APPEAL FROM THE DISTRICT COURT OF SAN JUAN COUNTY
Daylene A. Marsh, District Court Judge
Charles Kinney
Oakland, CA
Pro Se Appellant
The Risley Law Firm, P.C.
Gary Risley
Farmington, NM
for Appellees
MEMORANDUM OPINION
BACA, Judge.
{1} Plaintiff appeals from the district court’s order granting Defendants’ motion to dismiss. [3 RP 702-705] We entered a notice of proposed disposition, proposing to affirm. Plaintiff filed a memorandum in opposition to that notice, which we have duly considered. Unpersuaded, we affirm.

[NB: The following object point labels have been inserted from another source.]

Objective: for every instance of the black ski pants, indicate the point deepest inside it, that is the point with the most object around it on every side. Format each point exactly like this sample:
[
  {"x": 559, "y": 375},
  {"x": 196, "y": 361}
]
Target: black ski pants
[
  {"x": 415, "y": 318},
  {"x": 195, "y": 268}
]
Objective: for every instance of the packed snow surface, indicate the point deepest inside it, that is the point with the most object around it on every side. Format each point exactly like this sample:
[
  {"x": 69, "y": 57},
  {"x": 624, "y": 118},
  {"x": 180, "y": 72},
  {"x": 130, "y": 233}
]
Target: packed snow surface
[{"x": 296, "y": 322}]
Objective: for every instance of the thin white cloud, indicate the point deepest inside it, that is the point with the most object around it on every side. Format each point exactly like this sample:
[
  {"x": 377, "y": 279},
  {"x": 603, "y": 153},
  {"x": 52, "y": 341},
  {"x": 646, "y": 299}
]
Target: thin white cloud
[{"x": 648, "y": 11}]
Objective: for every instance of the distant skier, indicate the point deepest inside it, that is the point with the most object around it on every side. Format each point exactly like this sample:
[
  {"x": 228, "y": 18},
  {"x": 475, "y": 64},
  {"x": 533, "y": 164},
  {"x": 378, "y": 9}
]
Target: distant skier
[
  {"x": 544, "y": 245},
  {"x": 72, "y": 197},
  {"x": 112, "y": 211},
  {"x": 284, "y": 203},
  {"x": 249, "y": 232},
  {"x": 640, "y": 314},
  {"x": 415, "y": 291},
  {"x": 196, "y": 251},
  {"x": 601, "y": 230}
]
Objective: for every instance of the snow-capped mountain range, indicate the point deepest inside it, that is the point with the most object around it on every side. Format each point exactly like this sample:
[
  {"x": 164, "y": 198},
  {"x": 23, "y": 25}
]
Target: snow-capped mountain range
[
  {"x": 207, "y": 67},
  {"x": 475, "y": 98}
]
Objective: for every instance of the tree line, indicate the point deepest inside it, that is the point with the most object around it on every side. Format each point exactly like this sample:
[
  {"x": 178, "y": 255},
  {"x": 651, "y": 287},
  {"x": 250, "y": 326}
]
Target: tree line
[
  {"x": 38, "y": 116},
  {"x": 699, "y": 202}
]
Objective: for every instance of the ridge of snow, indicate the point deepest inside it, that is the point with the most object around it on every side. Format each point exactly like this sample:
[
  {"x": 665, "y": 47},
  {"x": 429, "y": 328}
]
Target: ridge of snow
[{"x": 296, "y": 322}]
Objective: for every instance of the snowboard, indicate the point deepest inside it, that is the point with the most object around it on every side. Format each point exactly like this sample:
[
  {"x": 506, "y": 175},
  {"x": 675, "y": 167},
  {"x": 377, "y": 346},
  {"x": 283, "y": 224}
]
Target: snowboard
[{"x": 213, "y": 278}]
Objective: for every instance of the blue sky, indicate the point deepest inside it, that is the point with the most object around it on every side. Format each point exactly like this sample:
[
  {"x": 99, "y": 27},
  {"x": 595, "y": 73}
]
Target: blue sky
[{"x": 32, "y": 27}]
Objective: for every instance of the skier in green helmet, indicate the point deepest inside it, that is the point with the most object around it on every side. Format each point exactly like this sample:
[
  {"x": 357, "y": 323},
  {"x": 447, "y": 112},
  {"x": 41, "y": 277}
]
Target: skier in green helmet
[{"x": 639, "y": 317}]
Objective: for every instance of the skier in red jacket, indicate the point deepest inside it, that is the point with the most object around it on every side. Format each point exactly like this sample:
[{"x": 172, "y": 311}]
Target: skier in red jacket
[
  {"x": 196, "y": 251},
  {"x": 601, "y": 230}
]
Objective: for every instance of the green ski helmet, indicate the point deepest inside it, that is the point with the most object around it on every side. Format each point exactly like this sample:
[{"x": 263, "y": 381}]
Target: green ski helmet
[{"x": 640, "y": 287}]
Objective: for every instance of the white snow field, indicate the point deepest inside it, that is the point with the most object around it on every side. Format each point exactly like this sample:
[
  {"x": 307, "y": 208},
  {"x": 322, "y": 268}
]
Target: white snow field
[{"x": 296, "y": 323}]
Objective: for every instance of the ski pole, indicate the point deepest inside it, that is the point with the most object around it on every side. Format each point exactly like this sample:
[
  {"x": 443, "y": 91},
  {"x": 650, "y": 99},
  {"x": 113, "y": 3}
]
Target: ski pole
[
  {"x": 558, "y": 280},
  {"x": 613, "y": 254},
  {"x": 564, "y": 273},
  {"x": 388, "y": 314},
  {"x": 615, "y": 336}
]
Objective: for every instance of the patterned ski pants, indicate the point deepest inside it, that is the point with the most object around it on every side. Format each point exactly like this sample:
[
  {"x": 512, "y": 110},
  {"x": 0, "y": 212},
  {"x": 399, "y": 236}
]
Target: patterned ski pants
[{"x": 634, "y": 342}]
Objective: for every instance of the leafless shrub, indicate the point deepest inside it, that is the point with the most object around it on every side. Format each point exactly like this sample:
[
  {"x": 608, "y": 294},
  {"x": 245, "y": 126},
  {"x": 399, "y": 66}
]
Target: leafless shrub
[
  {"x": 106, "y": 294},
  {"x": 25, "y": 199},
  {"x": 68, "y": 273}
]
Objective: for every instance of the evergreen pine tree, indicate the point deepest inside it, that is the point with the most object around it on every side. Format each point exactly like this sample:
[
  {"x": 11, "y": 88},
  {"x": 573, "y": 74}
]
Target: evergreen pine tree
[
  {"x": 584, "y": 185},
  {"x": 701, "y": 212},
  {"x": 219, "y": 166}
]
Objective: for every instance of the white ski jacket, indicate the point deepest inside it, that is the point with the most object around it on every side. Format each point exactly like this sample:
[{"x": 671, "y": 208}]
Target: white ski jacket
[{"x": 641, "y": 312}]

{2} Plaintiff’s memorandum continues to maintain many of the same assertions of error that were contained in his docketing statement, and thus we refer Plaintiff to our analysis in our proposed disposition. See State v. Mondragon, 1988-NMCA-027, ¶ 10, 107 N.M. 421, 759 P.2d 1003 (“A party responding to a summary calendar notice must come forward and specifically point out errors of law and fact,” and the repetition of earlier arguments does not fulfill this requirement), superseded by statute on other grounds as stated in State v. Harris, 2013-NMCA-031, ¶ 3, 297 P.3d 374. More particularly, Plaintiff’s memorandum also continues to raise many of the same issues raised in his prior appeal, Kinney v. Jerk it Auto Parts, Inc., A-1-CA-41389, mem op. (N.M. Ct. App. Feb. 15, 2024) (nonprecedential). In our notice of proposed disposition, we proposed to conclude that the law of the case doctrine precluded this Court from addressing these issues because they were already decided in Kinney, A-1-CA-41389, mem. op. [CN 3-4] Plaintiff’s memorandum does not provide any basis to doubt the application of the law of the case doctrine to the issues this Court already decided in Kinney, A-1-CA-41389, mem. op. and appears to misconstrue the applicability of that doctrine. [MIO 3-4, 6, 8] Cf. State ex rel. King v. UU Bar Ranch Ltd. P’ship, 2009-NMSC-010, ¶ 21, 145 N.M. 769, 205 P.3d 816 (“We have long held that a decision by an appeals court on an issue of law made in one stage of a lawsuit becomes binding on subsequent trial courts as well as subsequent appeals courts during the course of that litigation.”). We therefore conclude that the law of the case doctrine applies and refer Plaintiff to our analysis in Kinney, A-1-CA-41389, mem. op., as discussed in our proposed disposition.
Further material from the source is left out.